Exstrophy of Bladder
Birendra Rai1* and Prof Farhana Sharif2,3
1Pediatric Registrar, Midland Regional Hospital, Mullingar, Ireland
2Clinical Associate Professor, Royal College of Surgeons (RCSI), Ireland
3Consultant Pediatrician, Midland Regional Hospital, Mullingar, Ireland
*Corresponding author: Birendra Rai, Pediatric Registrar, Midland Regional Hospital, Mullingar, Ireland, Tel: 3538-9411-2759, Fax: +353449394403, E-mail: firstname.lastname@example.org
Clin Med Img Lib, CMIL-2-038, (Volume 2, Issue 4); ISSN: 2474-3682
Published Date: April 17, 2016
Citation: Rai B, Sharif PF (2016) Exstrophy of Bladder. Clin Med Img Lib 2:038.
Copyright: © 2016 Rai B, et al. This is an open-access content distributed under the terms of the Creative Commons Attribution License, which permits unrestricted use, distribution, and reproduction in any medium, provided the original author and source are credited.
A male infant was born at 38 weeks of gestation by normal delivery. Physical examination revealed exteriorly lying bladder with deformed penis and low lying umbilicus (Figure 1). Skin over the bladder wall was deficient and mucosa of the bladder was exteriorised. A diagnosis of Exstrophy of bladder was made and urologic surgical team were contacted. He had no other associated anomaly. The swelling was dressed with saline soaked gauge and normal feeding and nursing continued. He is awaiting staged surgical closure of the defect.
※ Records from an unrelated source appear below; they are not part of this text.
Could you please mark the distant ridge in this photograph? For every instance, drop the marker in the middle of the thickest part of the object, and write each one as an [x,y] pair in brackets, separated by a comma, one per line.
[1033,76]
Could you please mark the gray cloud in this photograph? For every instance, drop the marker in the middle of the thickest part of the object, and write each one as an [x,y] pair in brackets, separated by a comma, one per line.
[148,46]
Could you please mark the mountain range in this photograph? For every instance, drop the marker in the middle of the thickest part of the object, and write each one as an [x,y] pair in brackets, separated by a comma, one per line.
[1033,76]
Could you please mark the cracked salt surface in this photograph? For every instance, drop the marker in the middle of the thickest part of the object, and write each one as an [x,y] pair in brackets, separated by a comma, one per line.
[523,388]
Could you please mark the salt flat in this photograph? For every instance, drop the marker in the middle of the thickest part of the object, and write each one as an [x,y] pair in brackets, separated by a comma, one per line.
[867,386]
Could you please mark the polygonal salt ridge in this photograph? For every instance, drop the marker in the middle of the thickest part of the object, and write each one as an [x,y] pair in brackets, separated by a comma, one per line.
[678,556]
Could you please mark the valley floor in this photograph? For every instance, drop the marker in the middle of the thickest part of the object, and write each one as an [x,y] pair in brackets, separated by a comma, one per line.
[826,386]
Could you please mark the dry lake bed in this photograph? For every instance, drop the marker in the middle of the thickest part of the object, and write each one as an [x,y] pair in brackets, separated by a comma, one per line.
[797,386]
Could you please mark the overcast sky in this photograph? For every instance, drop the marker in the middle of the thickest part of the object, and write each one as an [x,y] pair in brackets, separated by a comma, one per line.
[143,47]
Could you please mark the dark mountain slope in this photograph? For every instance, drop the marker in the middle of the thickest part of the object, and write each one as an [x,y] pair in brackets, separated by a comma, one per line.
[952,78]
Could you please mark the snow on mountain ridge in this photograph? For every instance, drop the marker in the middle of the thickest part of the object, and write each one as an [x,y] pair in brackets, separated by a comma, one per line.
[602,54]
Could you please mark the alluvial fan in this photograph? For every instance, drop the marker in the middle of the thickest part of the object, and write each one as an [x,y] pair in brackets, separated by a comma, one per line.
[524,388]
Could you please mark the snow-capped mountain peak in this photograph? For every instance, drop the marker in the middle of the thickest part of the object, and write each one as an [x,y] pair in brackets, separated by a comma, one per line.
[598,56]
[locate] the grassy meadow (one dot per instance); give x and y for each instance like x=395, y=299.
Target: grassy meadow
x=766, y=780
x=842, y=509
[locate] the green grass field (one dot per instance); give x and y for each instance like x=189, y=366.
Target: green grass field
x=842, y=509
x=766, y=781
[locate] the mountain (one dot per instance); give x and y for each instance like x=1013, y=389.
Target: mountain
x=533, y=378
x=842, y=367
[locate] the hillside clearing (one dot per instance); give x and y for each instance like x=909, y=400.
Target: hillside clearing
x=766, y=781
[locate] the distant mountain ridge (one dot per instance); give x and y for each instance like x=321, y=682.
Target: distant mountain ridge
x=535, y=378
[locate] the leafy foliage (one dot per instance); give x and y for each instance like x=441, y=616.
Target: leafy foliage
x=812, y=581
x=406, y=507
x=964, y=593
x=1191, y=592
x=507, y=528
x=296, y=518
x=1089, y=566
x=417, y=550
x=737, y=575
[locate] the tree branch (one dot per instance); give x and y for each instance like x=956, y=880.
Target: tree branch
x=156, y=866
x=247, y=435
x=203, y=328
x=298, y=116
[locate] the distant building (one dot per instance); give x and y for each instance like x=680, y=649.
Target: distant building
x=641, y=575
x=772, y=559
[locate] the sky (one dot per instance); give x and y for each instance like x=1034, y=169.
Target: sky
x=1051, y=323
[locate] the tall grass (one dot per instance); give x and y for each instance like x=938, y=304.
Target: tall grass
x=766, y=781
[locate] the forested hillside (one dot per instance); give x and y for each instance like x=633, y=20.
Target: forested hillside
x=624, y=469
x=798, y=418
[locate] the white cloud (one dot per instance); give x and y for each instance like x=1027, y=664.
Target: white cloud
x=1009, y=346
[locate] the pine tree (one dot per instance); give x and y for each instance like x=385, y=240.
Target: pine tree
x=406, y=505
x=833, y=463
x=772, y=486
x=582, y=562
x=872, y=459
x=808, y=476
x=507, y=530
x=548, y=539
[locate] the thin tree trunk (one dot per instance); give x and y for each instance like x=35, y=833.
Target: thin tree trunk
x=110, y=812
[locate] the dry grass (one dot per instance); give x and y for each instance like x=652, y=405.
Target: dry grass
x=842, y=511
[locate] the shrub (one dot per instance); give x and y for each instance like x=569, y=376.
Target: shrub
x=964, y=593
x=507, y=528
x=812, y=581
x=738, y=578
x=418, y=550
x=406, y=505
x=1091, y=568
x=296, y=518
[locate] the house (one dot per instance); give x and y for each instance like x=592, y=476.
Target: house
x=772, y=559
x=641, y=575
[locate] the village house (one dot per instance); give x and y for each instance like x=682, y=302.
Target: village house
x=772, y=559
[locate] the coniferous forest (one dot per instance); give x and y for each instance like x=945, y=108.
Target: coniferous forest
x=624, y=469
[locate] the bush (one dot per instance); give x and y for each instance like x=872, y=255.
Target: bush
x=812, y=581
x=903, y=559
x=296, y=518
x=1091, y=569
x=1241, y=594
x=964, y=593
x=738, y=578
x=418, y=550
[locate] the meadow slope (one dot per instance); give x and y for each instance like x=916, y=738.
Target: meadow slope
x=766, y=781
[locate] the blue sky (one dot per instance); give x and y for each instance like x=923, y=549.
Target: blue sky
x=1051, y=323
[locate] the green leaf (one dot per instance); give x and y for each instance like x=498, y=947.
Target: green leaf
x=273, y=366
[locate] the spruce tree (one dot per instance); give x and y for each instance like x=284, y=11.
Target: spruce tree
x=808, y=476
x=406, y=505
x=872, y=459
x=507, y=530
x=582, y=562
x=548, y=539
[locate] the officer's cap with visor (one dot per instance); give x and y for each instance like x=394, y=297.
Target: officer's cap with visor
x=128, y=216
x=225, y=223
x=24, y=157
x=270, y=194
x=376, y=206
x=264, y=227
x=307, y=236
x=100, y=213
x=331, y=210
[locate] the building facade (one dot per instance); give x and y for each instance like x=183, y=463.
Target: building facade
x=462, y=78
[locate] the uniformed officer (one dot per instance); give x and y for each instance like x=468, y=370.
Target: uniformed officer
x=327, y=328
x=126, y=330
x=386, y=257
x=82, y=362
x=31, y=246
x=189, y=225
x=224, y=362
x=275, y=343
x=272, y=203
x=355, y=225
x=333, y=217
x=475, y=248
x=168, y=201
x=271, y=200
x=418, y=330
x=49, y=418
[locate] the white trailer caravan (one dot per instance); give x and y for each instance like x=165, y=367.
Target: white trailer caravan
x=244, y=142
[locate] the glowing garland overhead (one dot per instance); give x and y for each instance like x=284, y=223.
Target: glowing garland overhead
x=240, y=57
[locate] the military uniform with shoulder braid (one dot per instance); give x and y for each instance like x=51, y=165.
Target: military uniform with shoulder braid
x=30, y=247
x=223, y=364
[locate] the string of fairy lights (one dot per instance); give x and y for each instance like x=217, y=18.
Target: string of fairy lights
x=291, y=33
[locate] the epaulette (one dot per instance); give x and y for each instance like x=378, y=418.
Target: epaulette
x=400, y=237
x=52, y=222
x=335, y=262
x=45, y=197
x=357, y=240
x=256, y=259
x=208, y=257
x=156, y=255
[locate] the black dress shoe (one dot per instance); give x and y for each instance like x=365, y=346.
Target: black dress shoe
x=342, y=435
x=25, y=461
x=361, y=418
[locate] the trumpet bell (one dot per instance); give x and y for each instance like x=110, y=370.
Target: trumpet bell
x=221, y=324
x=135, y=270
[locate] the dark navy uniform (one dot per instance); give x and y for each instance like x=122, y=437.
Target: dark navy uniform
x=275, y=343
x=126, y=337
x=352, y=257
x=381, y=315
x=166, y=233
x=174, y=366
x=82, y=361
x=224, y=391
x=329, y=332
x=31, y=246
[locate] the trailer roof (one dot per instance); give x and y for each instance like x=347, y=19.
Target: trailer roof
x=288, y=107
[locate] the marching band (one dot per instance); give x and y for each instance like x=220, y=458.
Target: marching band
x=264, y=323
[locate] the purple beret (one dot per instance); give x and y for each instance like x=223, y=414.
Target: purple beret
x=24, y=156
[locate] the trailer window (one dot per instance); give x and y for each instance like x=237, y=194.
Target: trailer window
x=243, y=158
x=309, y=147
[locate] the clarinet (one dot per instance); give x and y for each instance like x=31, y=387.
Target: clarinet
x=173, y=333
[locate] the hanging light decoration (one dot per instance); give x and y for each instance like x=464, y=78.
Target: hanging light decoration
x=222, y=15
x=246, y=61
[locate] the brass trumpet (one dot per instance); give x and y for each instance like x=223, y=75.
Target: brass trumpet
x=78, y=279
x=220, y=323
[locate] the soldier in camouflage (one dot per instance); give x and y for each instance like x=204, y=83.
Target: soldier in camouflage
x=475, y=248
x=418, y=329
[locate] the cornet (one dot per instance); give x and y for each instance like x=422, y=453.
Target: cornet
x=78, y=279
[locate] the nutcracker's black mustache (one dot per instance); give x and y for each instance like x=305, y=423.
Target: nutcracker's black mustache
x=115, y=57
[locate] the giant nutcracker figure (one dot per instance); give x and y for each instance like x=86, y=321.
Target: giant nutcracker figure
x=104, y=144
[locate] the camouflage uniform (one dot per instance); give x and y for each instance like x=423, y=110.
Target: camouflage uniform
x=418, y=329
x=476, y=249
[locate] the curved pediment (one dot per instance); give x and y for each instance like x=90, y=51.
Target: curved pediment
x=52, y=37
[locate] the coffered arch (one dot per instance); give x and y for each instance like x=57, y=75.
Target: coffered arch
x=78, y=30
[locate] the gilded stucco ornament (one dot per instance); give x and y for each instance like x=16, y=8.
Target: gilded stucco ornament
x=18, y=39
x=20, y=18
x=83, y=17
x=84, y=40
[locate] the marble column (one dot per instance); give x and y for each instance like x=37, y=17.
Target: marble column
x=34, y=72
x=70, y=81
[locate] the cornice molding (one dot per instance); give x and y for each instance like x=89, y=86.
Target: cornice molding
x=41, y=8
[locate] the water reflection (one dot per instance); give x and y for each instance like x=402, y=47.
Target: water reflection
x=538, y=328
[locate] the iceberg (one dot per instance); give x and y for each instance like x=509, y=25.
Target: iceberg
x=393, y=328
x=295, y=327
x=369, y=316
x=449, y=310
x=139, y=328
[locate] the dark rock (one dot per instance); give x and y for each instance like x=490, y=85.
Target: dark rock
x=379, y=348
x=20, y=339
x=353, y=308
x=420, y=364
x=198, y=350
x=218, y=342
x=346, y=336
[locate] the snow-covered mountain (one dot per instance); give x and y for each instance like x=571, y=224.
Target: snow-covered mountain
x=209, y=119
Exstrophy of the bladder is seen in about 4 per 100,000 live births. It is more common in first born children with slight male preponderance. Ideally antenatal scan should detect this condition which was not detected in our case. Exteriorised posterior urethra, low lying umbilicus and anteriorly displaced anus are associated anomalies. Staged surgical repair is the treatment of choice.